From 5a96e4e672109b29951d2f65fcf46b00d85e025a Mon Sep 17 00:00:00 2001
From: Vijay Vasudevan <vrv@google.com>
Date: Fri, 2 Sep 2016 19:32:03 -0800
Subject: [PATCH] Make CUDA host allocator fetch one of the available stream
 executors in the process, not the 0th one, which may not be visible to the
 process.

Fixes #1888 (for real this time?)
Change: 132128469
---
 .../core/common_runtime/gpu/process_state.cc  | 23 +++++++++++++++----
 1 file changed, 18 insertions(+), 5 deletions(-)
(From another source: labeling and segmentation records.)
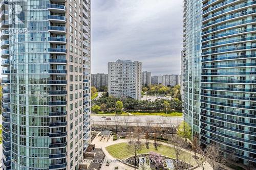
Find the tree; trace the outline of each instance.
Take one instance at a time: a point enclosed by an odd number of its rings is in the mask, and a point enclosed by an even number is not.
[[[206,153],[203,149],[200,148],[198,151],[199,155],[197,159],[195,159],[196,162],[202,170],[204,170],[207,160]]]
[[[193,140],[192,140],[192,150],[194,151],[195,155],[195,158],[196,159],[196,154],[197,151],[200,149],[199,142],[198,139],[196,137],[193,137]]]
[[[116,110],[121,111],[123,109],[123,103],[121,101],[117,101],[116,103]]]
[[[182,121],[178,129],[177,135],[181,137],[187,139],[191,139],[191,128],[185,121]]]
[[[92,87],[91,88],[91,90],[92,91],[92,93],[95,93],[97,92],[97,89],[94,86],[92,86]]]
[[[214,170],[219,169],[223,166],[225,159],[219,147],[215,144],[210,144],[206,147],[204,152],[207,161]]]
[[[100,105],[100,110],[101,111],[106,111],[106,105],[104,103],[102,103]]]
[[[133,133],[131,136],[130,147],[133,149],[135,159],[137,158],[138,151],[142,149],[142,144],[140,141],[141,128],[140,127],[136,127],[133,129]]]
[[[143,88],[142,88],[142,91],[143,91],[146,92],[146,91],[147,91],[147,90],[148,90],[148,89],[147,88],[147,87],[144,87]]]
[[[167,110],[169,109],[169,108],[170,107],[170,104],[168,101],[165,101],[163,102],[163,104],[164,105],[164,106],[165,107],[165,114],[167,114]]]
[[[114,122],[115,122],[115,125],[116,127],[116,133],[117,133],[117,128],[118,125],[119,125],[120,122],[119,121],[120,116],[115,115],[114,116]]]
[[[100,107],[98,105],[94,105],[92,107],[92,111],[94,113],[98,113],[100,110]]]
[[[172,143],[172,147],[175,153],[176,160],[178,160],[180,155],[183,152],[183,149],[188,148],[188,144],[186,141],[179,136],[174,136],[170,137],[169,141]]]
diff --git a/tensorflow/core/common_runtime/gpu/process_state.cc b/tensorflow/core/common_runtime/gpu/process_state.cc
index f85b37cb8f4..60da115988e 100644
--- a/tensorflow/core/common_runtime/gpu/process_state.cc
+++ b/tensorflow/core/common_runtime/gpu/process_state.cc
@@ -181,12 +181,25 @@ Allocator* ProcessState::GetCUDAHostAllocator(int numa_node) {
   // different numa_nodes.  For now, just one.
   numa_node = 0;
   mutex_lock lock(mu_);
+
+  // Find the first valid StreamExecutor to request CUDA host memory
+  // through, since any will work.
+  //
+  // This search isn't super clean, and it would be nice to use a
+  // better source of information about which executor to use.  For
+  // example, process_state could maybe save the first stream executor
+  // it knows is valid.
+  gpu::StreamExecutor* se = nullptr;
+  for (size_t i = 0; i < gpu_allocators_.size(); ++i) {
+    if (gpu_allocators_[i] != nullptr) {
+      se = GPUMachineManager()->ExecutorForDevice(i).ValueOrDie();
+      break;
+    }
+  }
+
+  CHECK_NE(nullptr, se);
+
   while (static_cast<int>(cuda_host_allocators_.size()) <= numa_node) {
-    // CUDAHost alloc the same across all gpus, so just get the
-    // executor for the first device.
-    gpu::Platform* gpu_platform = GPUMachineManager();
-    gpu::StreamExecutor* se = gpu_platform->ExecutorForDevice(0).ValueOrDie();
-    CHECK(se);
     Allocator* allocator = nullptr;
     static constexpr bool kCudaHostMemoryUseBFC = true;
     if (kCudaHostMemoryUseBFC) {